[Unicode]   Common Locale Data Repository : Bug Tracking Home | Site Map | Search
 
Modify

CLDR Ticket #7214(closed enhancement: fixed)

Opened 4 years ago

Last modified 3 years ago

add more units for the next release

Reported by: mark Owned by: mark
Component: main Data Locale:
Phase: dsub Review: pedberg
Weeks: Data Xpath:
Xref:

Description

Draft list is on https://docs.google.com/spreadsheets/d/1Gun2paQQwLA59460Z9dvTYVKhpM-TBedVAL25TLorGs/edit#gid=0

In addition, add structure with the SI prefixes, and specify how to use those to dynamically form names. One question is whether they should be patterns, eg (yotta{0}) or just simple strings. The former would allow more flexibility, but I'm not sure whether it is needed.

After discussion, here are some changes to the above that haven't yet been added:

Drop: farad, coloumb, lumen, candela, mole, pascal, kiloliter, energy-kilojoules

Add:
centiliter, decimeter, lux

(only certain locales, Fredrik to determine): scandinavian-mile, kryddmått (need English name), deciliter-per-kilometer and liter-per-scandinavian-mile (fuel consumption), scandinavian-cubic-mile and scandinavian-mile and scandinavian-square-mile

en-modern-only: stone, bushel, cup, tablespoon, teaspoon

change the Metric? column to be a flag indicating that SI prefixes are applicable

Attachments

Change History

comment:1 Changed 4 years ago by kent.karlsson14@…

Drop: farad, coloumb, lumen, candela, mole, pascal, kiloliter, energy-kilojoules

I see no reason whatsoever to drop kilojoules. It is a commonly used unit.

But you really need to drop amount-carat (not mass-carat), foodcalorie (will confuse everyone!),
fathom, furlong, bushel (three no longer used units), stone (disappearing, fortunately), millimeter
of mercury (no longer used). I think megagram is unusual, but ok to keep.

You also really MUST replace gigabyte with gibibyte, kilobyte with kibibyte, megabyte with mebibyte,
and terabyte with tebibyte. There is absolutely no reason to support old bad habits, now that the
binary prefixes are standardised since long, and now gaining very common use.

Add: centiliter, decimeter, lux

Good.

(only certain locales, Fredrik to determine):
scandinavian-mile, kryddmått (need English name),
deciliter-per-kilometer and liter-per-scandinavian-mile (fuel consumption),
scandinavian-cubic-mile and scandinavian-mile and scandinavian-square-mile

If you are introducing a mechanism for limiting some units to certain locales, that is fine.
But then US/UK only units (i.e. the imperial units) MUST then also in CLDR be limited to US/UK.

kryddmått = spice-measure (literally)

en-modern-only: stone, bushel, cup, tablespoon, teaspoon

But tablespoon (15ml) and teaspoon (5ml) are commonly used also in Europe (in recipes),
maybe also in other parts of the world.

The types for the ”new” (to CLDR) units need to be fixed as well.

See also my more detailed comments in https://docs.google.com/spreadsheets/d/1vlJYYbJNNP7g_FBGUW1IFEqlrw71AeMdLIr0m5SV1no/edit?usp=sharing.

comment:2 Changed 4 years ago by emmons

  • Owner changed from anybody to mark
  • Priority changed from assess to critical
  • Status changed from new to assigned
  • Component changed from unknown to data
  • Milestone changed from UNSCH to 26dsub

comment:3 Changed 4 years ago by emmons

  • Type changed from unknown to enhancement

comment:4 Changed 3 years ago by mark

Just added first draft for the new units.

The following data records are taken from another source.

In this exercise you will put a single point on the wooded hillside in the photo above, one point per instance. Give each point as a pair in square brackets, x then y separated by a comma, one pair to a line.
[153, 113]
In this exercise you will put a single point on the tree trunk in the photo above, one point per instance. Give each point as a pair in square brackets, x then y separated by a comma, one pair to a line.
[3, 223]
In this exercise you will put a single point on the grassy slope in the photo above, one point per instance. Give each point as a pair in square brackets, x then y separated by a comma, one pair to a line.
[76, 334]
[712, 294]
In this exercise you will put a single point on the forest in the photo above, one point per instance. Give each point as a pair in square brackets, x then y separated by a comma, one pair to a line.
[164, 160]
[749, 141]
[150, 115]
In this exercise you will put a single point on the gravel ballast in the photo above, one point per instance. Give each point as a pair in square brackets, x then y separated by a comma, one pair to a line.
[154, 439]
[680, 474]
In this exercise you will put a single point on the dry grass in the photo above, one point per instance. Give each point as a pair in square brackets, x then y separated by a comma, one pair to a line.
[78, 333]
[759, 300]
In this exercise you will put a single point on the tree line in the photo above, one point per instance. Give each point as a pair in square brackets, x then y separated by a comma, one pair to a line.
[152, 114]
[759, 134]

Held back on some of them until we could clear them up.

TODO: some of the new units will be specific to just en, or just sv/nb/nn. That needs to be adjusted in Coverage.

comment:5 follow-up: ↓ 7 Changed 3 years ago by kent.karlsson14@…

Split:

”consumption”: split! inverses should not share a category; split into

"consumption" (volume per distance) and
"mileage" (for lack of better word; distance per volume)

”electric”: split! different ”physical quantities” should NOT share a category; split into

(electriccapacitance (*farad))
electriccurrent (*ampere)
electriccurrentcapacity (*ampere-<time>)
electricpotential (*volt)
electricresistance (*ohm)

”light”: split! different ”physical quantities” should NOT share a category; so far only

luminousemittance

”digital”: split, storage size and transfer speed should not share a category; see below under "Add".

Delete:

”amount-karat”, what amount? (there is a carat used for "purity" (usually for gold),

but that is like a percentage [but parts-per-24 rather than parts-per-hundred] not a unit); ”mass-carat” is ok.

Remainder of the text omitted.